Search tips
Search criteria 


Logo of amjepidLink to Publisher's site
Am J Epidemiol. 2015 July 1; 182(1): 35–38.
Published online 2015 June 6. doi:  10.1093/aje/kwv028
PMCID: PMC4479116

Invited Commentary: Clinical Utility of Prediction Models for Rare Outcomes—The Example of Pancreatic Cancer


Translating relative risk estimates into absolute risks is important in evaluating the potential clinical and public health relevance of etiologic discoveries. Predicting high absolute risk is challenging, particularly for rare endpoints such as pancreatic cancer. Recent efforts to develop risk prediction models for pancreatic cancer have found moderate risk levels for very small parts of the population. A new approach in which clinical symptoms and medication use are evaluated in addition to information on risk factors is presented by Risch et al. in this issue of the Journal (Am J Epidemiol. 2015;182(1):26–34). The authors estimated absolute risks based on the relative risks obtained from their case-control study. Their absolute risk estimates were higher than those from previous approaches but remained restricted to a very small proportion of the general population. In the present commentary, we address issues of absolute risk stratification (particularly for rare diseases), specific analytic methods, and how actionable information will differ based on the disease and possible intervention. We suggest that moving from cancer-specific models to broader models used to predict risk for multiple outcomes can make risk prediction for rare diseases more effective. When considering translational goals, it is important to estimate absolute risk at the early stages of etiologic research. The results can be sobering but allow focusing on the most promising goals.

Keywords: absolute risk, clinical relevance, rare endpoints, risk prediction, risk stratification, translational epidemiology

Recognition of a cancer before it can be diagnosed by clinical symptoms reduces morbidity and mortality rates. This central paradigm of cancer prevention and control has led to major efforts to identify risk markers that can improve early detection. However, true success stories are rare. The most successful cancer screening programs rely on identification and removal of cancer precursors, such as cervical intraepithelial neoplasias and colorectal polyps, to prevent invasive cancers from occurring.

Pancreatic cancer is a disease that could particularly benefit from a successful early detection strategy. It is a rare cancer that is typically detected after it has reached advanced stages. Overall, the 5-year survival rate is approximately 7%. The survival rate improves to 25% when the cancer is detected at an earlier localized stage (1).

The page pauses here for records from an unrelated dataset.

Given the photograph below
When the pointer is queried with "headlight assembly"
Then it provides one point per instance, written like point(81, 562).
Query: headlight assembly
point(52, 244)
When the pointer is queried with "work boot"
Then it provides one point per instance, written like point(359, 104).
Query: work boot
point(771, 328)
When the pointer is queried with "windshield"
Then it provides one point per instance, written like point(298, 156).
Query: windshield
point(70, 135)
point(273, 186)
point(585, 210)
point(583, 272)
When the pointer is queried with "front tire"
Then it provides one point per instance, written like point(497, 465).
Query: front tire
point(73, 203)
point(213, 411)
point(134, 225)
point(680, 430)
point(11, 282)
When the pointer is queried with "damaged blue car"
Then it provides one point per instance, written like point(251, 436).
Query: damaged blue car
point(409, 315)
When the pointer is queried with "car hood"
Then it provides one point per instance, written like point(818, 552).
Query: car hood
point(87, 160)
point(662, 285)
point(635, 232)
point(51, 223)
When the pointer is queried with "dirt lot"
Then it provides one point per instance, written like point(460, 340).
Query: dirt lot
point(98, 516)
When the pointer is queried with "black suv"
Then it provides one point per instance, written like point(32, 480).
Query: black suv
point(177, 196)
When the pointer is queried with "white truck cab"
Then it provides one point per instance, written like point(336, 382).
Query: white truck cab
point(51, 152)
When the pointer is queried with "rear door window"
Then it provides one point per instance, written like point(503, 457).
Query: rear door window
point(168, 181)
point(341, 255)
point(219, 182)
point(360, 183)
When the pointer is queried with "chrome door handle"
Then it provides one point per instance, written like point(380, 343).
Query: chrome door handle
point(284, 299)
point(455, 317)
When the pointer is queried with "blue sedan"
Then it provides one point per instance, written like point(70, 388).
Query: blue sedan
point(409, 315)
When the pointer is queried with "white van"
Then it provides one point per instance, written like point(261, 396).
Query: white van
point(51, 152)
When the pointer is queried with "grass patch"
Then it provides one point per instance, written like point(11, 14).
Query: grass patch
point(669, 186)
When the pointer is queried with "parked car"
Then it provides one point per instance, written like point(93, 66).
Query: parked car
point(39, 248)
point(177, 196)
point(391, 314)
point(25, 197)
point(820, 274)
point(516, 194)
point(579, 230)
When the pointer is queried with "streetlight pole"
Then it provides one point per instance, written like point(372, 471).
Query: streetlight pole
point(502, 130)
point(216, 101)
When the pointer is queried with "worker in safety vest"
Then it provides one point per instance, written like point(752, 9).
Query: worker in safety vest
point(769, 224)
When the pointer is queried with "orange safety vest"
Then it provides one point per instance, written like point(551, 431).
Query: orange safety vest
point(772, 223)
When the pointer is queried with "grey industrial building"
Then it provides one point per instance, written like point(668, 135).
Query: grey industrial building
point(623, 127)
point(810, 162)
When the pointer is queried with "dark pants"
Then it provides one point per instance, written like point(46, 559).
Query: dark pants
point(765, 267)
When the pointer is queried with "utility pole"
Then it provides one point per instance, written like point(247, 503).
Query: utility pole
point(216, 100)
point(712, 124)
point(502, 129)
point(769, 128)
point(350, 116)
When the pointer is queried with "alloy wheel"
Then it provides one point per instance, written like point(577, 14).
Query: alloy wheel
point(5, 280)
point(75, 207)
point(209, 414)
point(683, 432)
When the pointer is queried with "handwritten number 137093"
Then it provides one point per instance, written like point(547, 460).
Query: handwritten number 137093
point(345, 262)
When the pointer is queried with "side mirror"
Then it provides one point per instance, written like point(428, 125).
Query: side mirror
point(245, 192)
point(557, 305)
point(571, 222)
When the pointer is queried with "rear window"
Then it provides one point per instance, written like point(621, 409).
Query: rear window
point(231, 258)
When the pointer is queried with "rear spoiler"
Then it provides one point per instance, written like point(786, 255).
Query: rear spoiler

So far, there is no test that has been successfully used to lower the rate of mortality from pancreatic cancer, and consequently there are no recommendations for pancreatic cancer screening despite many efforts to identify curable pancreatic cancer precursor lesions. Endoscopic ultrasound can be used to detect intraductal papillary mucinous neoplasms and mucinous cystic neoplasms, 2 conditions that can progress to pancreatic cancer. However, the majority of pancreatic cancers begin as microscopic (<5 mm) pancreatic intraepithelial neoplasias, which are not easily visible with current imaging techniques. Molecular markers in pancreatic fluid are being studied to see if they can be used to detect these neoplasias, but there are limited data on their performance (2).

A major challenge for successful early detection of pancreatic cancer is its low prevalence in the general population. For persons older than 65 years of age, the 5-year risk of pancreatic cancer is near 0.1% (1). In population-based screening, a marker-based test with 90% sensitivity and 95% specificity would theoretically achieve a positive predictive value of 2%. Increasing the prior risk (equal to the disease prevalence) by a factor of 10 would result in an absolute risk of 15% for the same test. Therefore, identification of subsets of populations at increased risk of pancreatic cancer that could benefit from early detection has promise.

Obvious target populations are individuals with genetic syndromes or a strong family history. Subjects with familial adenomatous polyposis, familial atypical multiple-mole melanoma syndrome, Peutz-Jeghers syndrome, or ataxia telangiectasia are at greater risk for pancreatic cancer. In addition, having 2 first-degree relatives diagnosed with pancreatic cancer increases a person's risk 10-fold compared with the risk in the general population. However, these conditions are rare and only account for a small portion of all pancreatic cancers (3).

Risk prediction models based on risk factor data and genetic susceptibility loci have been evaluated for the general population. The Pancreatic Cancer Cohort Consortium for Genome-Wide Association Studies (PanScan) developed a risk prediction model for pancreatic cancer that included smoking status, alcohol use, obesity, diabetes, ABO blood type, family history, and 3 genetic susceptibility loci (4). The model used risk estimates from the same population and did not externally validate risk prediction, thereby likely overestimating performance. Still, the risk stratification of the model was limited: Identification of only 0.3% of the population with a 5% or higher lifetime risk of pancreatic cancer has very limited clinical value.

In the current issue of the Journal, Risch et al. (5) derived absolute risk estimates for pancreatic cancer from logistic regression models that incorporated data from their pancreatic cancer case-control study. Their risk model differed from the previously published model and included Jewish ancestry, ABO blood group, smoking status, diabetes, pancreatitis, and use of proton-pump inhibitors. For the latter 4 variables, a time component was included (i.e., time since cessation, since diagnosis, or since first use). The authors presented some combinations of these risk factors in which the estimated absolute risk of pancreatic cancer in the next 5 years was approximately 10%, which is considerably higher than the absolute risk estimates from the previous risk model. However, these combinations were very rare in the general population: Fewer than 1% had 5-year estimated absolute risks of 5%–10%.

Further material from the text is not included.